In an alternative implementation of some embodiments, the image display unit 503 may include: an image acquisition subunit (not shown) and a second image display subunit (not shown). The image acquisition subunit is configured to acquire a target object real-time image corresponding to the target pronunciation information, wherein the target object real-time image is an object image in a set time period after the moment when the target pronunciation information is triggered; and the second image display subunit is configured to dynamically generate a real-time target image of the target object real-time image according to the target volume amplitude of the target pronunciation information.

In an alternative implementation of some embodiments, the image display unit 503 may include: a connection region determining subunit (not shown in the figure) and an over-processing subunit (not shown in the figure). Wherein, the connection area determining subunit is configured to determine a connection area between the target object image corresponding to the target image and the image to be processed; an transition processing subunit configured to perform transition processing on the connection region based on the image to be processed and the target image, the transition processing including at least one of: color transition, line transition.
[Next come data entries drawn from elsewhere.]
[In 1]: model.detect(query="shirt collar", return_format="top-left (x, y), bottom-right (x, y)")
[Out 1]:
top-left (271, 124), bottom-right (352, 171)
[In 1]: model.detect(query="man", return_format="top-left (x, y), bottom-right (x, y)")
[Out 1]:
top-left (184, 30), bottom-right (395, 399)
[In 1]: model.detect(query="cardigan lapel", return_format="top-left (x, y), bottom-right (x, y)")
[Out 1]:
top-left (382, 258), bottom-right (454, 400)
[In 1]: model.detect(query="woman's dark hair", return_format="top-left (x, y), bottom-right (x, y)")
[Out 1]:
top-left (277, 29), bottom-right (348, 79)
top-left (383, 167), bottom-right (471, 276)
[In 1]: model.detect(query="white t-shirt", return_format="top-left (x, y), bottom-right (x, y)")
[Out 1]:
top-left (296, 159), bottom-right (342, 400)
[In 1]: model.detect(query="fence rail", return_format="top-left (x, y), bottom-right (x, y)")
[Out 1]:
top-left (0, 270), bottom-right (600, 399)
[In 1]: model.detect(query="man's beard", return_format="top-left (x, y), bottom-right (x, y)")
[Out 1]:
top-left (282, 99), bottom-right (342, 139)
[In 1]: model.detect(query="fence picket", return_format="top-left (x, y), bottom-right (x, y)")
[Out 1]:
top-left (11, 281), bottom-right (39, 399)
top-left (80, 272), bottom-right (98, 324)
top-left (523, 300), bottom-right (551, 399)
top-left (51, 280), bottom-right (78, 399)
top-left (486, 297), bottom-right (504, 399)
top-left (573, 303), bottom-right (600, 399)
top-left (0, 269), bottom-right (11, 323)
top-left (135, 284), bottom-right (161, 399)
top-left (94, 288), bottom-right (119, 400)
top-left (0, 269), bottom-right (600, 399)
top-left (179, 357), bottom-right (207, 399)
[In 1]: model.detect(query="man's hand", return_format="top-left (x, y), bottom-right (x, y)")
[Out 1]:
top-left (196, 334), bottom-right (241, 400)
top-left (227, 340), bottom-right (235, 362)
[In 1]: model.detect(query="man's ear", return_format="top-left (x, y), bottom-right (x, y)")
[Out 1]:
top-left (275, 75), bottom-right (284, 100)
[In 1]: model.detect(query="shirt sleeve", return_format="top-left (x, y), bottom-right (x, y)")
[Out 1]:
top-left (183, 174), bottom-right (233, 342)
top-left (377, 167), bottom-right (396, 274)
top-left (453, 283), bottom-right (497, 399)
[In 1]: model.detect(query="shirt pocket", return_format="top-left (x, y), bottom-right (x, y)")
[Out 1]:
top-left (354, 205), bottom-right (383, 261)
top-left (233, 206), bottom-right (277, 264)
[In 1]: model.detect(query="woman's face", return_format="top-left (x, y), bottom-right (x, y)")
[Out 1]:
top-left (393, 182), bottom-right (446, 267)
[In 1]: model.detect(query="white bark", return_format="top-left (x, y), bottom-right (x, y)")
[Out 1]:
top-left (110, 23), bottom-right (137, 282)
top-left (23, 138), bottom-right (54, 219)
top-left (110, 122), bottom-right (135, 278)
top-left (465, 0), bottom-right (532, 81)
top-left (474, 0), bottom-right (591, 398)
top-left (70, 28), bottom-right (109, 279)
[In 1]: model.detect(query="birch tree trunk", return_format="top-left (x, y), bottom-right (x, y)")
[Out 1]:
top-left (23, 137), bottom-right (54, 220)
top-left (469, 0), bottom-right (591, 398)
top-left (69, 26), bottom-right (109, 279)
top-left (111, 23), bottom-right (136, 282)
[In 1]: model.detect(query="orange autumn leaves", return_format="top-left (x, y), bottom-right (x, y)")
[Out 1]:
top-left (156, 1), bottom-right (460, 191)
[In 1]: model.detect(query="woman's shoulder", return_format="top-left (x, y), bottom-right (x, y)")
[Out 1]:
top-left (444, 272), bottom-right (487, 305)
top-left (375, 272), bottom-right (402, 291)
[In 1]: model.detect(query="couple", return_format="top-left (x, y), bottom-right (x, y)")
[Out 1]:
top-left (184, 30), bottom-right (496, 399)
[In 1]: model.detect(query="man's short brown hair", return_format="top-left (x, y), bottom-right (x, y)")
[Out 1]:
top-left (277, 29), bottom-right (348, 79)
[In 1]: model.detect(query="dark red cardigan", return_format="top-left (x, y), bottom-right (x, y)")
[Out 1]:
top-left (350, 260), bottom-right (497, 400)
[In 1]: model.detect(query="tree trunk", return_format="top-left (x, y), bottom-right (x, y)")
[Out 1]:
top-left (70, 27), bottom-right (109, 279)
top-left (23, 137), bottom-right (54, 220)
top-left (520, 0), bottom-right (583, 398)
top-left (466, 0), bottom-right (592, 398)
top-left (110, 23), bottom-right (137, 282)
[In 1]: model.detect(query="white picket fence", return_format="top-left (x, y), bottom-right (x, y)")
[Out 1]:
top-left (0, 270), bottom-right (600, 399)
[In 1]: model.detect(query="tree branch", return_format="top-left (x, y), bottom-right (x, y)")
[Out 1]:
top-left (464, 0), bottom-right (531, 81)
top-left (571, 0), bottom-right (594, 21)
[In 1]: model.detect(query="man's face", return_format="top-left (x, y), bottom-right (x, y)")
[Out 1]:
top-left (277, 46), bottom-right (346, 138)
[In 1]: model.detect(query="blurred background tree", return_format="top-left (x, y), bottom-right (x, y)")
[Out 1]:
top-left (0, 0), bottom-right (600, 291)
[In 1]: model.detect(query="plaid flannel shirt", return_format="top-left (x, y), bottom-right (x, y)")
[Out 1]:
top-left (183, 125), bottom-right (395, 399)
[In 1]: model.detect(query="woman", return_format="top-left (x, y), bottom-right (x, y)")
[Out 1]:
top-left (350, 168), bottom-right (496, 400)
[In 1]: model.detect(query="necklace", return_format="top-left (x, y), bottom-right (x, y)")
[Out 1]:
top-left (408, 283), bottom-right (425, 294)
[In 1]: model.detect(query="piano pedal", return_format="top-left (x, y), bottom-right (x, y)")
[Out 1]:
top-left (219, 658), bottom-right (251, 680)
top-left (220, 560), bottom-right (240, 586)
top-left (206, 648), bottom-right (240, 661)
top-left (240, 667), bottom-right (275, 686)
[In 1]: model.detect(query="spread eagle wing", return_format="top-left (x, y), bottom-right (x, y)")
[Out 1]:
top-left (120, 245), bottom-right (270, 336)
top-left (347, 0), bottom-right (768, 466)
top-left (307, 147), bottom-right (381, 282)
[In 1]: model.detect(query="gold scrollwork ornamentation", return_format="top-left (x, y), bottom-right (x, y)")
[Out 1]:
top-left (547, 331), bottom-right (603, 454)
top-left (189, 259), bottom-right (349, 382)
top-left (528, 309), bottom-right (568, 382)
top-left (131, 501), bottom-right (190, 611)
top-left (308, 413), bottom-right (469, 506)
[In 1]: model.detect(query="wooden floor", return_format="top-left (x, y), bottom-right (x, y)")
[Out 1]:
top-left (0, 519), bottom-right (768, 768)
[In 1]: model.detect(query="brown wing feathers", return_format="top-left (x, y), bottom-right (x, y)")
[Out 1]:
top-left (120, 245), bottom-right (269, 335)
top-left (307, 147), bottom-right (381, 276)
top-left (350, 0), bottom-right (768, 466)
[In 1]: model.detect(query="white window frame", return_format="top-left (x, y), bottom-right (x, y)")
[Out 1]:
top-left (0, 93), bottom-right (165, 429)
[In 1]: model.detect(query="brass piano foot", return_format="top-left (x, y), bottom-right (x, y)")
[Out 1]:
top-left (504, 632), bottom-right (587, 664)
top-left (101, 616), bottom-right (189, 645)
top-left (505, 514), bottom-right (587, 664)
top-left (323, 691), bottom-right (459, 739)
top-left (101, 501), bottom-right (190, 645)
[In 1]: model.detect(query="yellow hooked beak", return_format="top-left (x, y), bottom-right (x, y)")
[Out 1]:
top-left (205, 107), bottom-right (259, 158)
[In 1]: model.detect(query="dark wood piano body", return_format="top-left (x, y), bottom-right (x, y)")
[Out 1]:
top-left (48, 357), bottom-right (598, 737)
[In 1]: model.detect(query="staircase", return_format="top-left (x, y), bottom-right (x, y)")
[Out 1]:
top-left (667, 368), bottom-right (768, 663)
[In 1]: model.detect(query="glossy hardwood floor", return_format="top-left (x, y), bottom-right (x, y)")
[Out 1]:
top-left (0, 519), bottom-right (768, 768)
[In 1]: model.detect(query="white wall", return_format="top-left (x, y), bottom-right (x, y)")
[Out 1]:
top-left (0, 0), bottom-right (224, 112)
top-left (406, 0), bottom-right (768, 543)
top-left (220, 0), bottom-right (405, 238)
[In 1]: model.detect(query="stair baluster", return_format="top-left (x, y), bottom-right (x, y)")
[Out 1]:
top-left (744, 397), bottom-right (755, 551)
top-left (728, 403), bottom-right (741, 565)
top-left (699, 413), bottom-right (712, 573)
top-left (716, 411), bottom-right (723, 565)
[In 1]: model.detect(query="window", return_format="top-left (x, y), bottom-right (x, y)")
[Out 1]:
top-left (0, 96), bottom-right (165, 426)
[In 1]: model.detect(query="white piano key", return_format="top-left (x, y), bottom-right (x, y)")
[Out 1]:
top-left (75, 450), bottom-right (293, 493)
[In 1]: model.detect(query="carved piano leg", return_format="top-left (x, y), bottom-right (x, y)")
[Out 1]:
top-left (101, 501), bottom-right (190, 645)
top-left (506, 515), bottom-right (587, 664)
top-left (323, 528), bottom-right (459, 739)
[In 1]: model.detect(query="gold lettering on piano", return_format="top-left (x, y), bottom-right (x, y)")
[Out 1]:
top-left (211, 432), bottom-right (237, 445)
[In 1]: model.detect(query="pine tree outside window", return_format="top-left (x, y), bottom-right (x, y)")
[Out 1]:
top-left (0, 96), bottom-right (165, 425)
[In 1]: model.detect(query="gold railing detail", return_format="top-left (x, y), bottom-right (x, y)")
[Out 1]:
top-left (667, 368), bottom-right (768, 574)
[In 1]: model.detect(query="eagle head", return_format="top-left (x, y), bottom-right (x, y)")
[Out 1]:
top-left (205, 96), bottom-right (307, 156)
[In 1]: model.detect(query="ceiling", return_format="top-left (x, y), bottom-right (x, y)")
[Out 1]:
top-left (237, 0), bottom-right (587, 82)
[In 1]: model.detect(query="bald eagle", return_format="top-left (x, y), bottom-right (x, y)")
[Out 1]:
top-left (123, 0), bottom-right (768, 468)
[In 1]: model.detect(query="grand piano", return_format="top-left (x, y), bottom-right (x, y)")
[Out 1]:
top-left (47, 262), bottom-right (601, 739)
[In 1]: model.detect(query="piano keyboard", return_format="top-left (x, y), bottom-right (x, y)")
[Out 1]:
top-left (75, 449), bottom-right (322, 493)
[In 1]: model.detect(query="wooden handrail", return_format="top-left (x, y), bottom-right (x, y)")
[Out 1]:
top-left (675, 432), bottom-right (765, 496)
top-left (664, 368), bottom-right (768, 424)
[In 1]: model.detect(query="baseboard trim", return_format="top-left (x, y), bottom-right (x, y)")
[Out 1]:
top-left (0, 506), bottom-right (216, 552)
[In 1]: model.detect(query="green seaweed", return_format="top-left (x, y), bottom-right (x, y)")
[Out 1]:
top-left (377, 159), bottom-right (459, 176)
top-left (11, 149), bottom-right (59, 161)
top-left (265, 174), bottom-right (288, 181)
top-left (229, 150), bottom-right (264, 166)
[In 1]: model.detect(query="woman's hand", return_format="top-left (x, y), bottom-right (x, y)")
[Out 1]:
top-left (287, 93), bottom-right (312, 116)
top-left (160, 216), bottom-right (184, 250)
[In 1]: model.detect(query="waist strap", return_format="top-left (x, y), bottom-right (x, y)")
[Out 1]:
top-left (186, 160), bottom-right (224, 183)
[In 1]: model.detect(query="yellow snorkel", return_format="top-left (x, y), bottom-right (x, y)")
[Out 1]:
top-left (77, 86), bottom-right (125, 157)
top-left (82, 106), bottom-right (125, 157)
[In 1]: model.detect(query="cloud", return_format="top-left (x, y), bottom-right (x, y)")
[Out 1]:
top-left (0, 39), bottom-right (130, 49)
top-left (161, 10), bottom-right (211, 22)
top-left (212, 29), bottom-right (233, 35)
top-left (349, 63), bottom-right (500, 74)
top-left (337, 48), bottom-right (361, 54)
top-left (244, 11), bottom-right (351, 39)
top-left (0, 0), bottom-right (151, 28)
It will be appreciated that the elements described in the apparatus 500 correspond to the various steps in the method described with reference to fig. 2. Thus, the operations, features and resulting benefits described above with respect to the method are equally applicable to the apparatus 500 and the units contained therein, and are not described in detail herein.

As shown in fig. 6, the electronic device 600 may include a processing means (e.g., a central processing unit, a graphics processor, etc.) 601, which may perform various appropriate actions and processes according to a program stored in a Read Only Memory (ROM) 602 or a program loaded from a storage means 608 into a Random Access Memory (RAM) 603. In the RAM603, various programs and data required for the operation of the electronic apparatus 600 are also stored. The processing device 601, the ROM 602, and the RAM603 are connected to each other through a bus 604. An input/output (I/O) interface 605 is also connected to bus 604.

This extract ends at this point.